The invention provides an inkjet recording medium, comprising a support and an ink receiving layer supported on the support. The ink receiving layer comprising a porous hydrophilic polymer.

Description

    FIELD OF THE INVENTION
  • The present invention relates to an inkjet recording medium (receiver).
    • BACKGROUND OF THE INVENTION
  • Inkjet printing is a process in which a stream of ink, preferably in the form of droplets, is ejected at high speed from nozzles against a medium so as to create an image.
  • Media used for inkjet recording need to be dimensionally stable, absorptive of ink, capable of providing a fixed image and compatible with the imaging materials and hardware.
  • Most commercial photo-quality inkjet media can be classified in one of two categories according to whether the principal component material forms a layer that is porous or non-porous in nature. Inkjet media having a porous layer are typically formed of inorganic materials with a polymeric binder. When ink is applied to the medium it is absorbed into the porous layer by capillary action. The ink is absorbed very quickly, but the open nature of the porous layer can contribute to instability of printed images, particularly when the images are exposed to environmental gases such as ozone.

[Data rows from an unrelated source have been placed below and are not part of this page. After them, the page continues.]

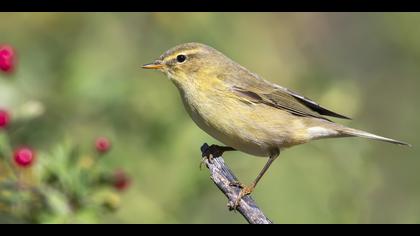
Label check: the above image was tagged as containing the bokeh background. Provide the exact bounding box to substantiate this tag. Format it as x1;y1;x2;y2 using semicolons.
0;13;420;223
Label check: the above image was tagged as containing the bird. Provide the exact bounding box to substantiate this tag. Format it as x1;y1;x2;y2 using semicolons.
142;42;410;207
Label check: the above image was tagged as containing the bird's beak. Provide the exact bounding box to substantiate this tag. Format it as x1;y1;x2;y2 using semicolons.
142;60;163;70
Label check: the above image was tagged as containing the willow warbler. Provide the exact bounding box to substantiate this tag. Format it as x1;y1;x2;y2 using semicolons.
143;43;409;206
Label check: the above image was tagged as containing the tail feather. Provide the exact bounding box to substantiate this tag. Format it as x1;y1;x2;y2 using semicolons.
340;127;411;147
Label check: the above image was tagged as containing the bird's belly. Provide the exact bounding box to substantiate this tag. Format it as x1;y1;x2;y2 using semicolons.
180;91;306;157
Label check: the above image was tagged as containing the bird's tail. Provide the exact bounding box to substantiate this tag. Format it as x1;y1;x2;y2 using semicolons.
339;127;411;147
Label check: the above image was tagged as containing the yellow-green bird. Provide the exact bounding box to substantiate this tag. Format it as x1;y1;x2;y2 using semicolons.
143;43;409;206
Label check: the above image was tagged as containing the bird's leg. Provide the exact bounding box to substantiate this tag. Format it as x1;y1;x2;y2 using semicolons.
230;149;280;209
200;143;235;169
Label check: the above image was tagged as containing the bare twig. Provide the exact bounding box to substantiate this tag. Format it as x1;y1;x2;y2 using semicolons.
201;143;273;224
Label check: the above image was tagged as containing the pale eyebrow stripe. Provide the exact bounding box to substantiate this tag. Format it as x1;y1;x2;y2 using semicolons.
165;49;202;61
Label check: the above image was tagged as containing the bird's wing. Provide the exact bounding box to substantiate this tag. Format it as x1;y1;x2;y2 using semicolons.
231;73;350;121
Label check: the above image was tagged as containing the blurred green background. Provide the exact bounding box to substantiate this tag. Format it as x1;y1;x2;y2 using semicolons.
0;13;420;223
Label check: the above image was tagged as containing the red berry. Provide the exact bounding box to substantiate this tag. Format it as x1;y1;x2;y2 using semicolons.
0;110;10;129
113;170;130;191
0;45;15;73
14;147;35;167
96;137;111;153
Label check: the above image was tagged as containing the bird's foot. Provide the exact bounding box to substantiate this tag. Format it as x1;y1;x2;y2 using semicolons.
200;143;233;170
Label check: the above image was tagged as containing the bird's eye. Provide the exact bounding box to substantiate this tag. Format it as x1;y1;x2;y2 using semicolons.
176;54;187;63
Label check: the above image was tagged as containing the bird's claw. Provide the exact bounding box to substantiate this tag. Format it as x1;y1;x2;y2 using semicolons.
200;143;224;170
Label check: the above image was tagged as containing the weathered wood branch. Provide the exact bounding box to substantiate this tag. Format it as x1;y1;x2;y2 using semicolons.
201;143;273;224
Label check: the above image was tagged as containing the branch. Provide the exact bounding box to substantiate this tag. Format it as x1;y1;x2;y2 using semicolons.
201;143;273;224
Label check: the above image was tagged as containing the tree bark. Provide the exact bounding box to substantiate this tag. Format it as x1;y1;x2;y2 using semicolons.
201;143;273;224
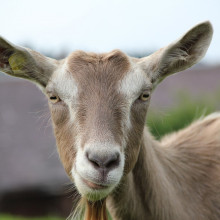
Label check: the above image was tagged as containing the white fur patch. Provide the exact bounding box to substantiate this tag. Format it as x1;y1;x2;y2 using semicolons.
118;61;151;129
48;60;78;122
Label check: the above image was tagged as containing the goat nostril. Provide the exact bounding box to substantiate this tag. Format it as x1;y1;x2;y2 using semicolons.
86;152;120;170
105;153;120;169
86;152;100;168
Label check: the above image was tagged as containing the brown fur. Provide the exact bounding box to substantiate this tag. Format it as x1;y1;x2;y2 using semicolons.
108;114;220;220
0;22;217;220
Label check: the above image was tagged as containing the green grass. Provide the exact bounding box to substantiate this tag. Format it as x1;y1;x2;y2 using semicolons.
0;94;220;220
147;94;218;139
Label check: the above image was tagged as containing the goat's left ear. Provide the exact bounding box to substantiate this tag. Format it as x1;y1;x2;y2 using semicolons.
141;21;213;85
0;37;58;88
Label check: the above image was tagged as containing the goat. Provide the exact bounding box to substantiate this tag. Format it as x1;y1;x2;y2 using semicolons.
0;22;220;220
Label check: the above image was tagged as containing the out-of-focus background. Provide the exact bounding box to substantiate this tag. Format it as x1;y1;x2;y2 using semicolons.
0;0;220;220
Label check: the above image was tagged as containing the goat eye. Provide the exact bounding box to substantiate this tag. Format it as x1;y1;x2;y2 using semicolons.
139;92;150;101
50;95;60;104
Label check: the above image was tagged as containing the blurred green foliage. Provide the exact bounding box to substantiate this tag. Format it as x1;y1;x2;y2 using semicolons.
147;94;217;139
0;93;220;220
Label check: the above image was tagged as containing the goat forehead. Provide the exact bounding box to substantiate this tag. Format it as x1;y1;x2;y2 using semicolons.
67;50;130;88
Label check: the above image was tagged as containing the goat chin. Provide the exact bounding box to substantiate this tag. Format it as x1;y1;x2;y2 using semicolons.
73;197;108;220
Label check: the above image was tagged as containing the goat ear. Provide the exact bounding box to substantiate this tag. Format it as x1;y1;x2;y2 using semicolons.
142;21;213;84
0;37;58;87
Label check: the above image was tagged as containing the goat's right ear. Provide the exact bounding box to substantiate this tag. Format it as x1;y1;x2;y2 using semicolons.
140;21;213;87
0;37;58;87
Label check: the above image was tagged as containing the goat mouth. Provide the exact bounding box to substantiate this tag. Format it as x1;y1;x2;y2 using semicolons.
81;177;108;190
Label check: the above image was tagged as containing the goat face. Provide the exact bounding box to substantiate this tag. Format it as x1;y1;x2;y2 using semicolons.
0;22;213;200
46;51;152;200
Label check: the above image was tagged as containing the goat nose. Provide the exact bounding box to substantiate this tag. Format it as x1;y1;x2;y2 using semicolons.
86;152;120;172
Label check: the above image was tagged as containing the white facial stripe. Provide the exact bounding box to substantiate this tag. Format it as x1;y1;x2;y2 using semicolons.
118;60;151;129
51;60;78;102
118;61;151;102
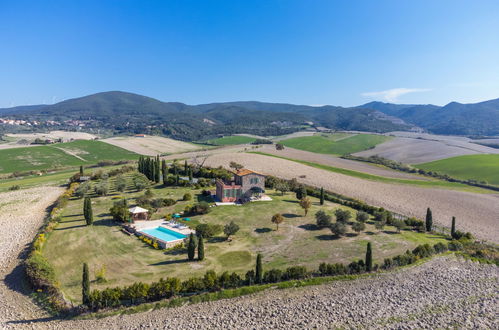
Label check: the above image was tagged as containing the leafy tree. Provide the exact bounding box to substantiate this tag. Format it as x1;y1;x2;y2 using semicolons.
187;233;196;260
224;221;239;239
198;236;204;261
274;180;289;196
352;221;366;234
366;242;373;272
329;222;347;237
355;211;369;222
229;162;244;171
255;253;263;284
300;197;312;216
315;210;331;228
272;213;284;230
116;175;126;192
392;219;405;233
450;217;456;238
334;208;352;223
425;208;433;231
81;262;90;306
374;220;386;230
296;186;307;200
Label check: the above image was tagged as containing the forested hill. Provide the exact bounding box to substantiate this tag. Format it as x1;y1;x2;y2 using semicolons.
361;99;499;135
0;92;409;140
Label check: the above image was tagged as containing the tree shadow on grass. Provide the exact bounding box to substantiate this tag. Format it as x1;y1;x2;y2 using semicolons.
315;234;341;241
149;259;190;266
298;223;322;230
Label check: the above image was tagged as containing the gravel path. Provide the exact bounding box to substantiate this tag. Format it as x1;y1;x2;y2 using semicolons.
10;257;499;329
205;153;499;243
0;187;63;329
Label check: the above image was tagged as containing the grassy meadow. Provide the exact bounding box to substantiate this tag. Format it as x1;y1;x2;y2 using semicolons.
0;140;138;173
280;133;390;155
205;135;256;146
414;154;499;185
43;173;443;302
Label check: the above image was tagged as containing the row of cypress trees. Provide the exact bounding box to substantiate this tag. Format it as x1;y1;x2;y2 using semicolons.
83;197;94;226
138;155;161;183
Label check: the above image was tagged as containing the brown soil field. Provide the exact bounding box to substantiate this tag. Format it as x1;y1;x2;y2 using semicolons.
355;132;499;164
205;153;499;243
258;145;428;180
101;136;200;156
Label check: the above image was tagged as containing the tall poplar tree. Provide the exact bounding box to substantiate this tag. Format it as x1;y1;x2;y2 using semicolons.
366;242;373;272
81;262;90;306
425;208;433;231
255;253;263;284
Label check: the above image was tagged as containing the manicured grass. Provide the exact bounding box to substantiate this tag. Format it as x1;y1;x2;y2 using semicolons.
281;134;391;155
249;151;491;194
414;154;499;185
43;174;450;302
0;140;138;173
206;135;256;146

  • Inkjet media having a non-porous layer are typically formed of one or more polymeric layers that swell and absorb applied ink. However, due to limitations of the swelling mechanism, this type of media is slow to absorb the ink, but once dry, printed images are often stable when subjected to light and ozone.
  • Japanese Patent application number 2001162924 in the name of Dainippon Ink and Chemicals, discloses an ink receiving layer comprising a porous receiver in which the pores are filled with a hydrophilic polymer. The pores are formed by irradiation of the receiver.
  • United States Patent application number US2001/0021726 in the name of James F Brown relates to the use of a porous resinous material for retaining biological samples.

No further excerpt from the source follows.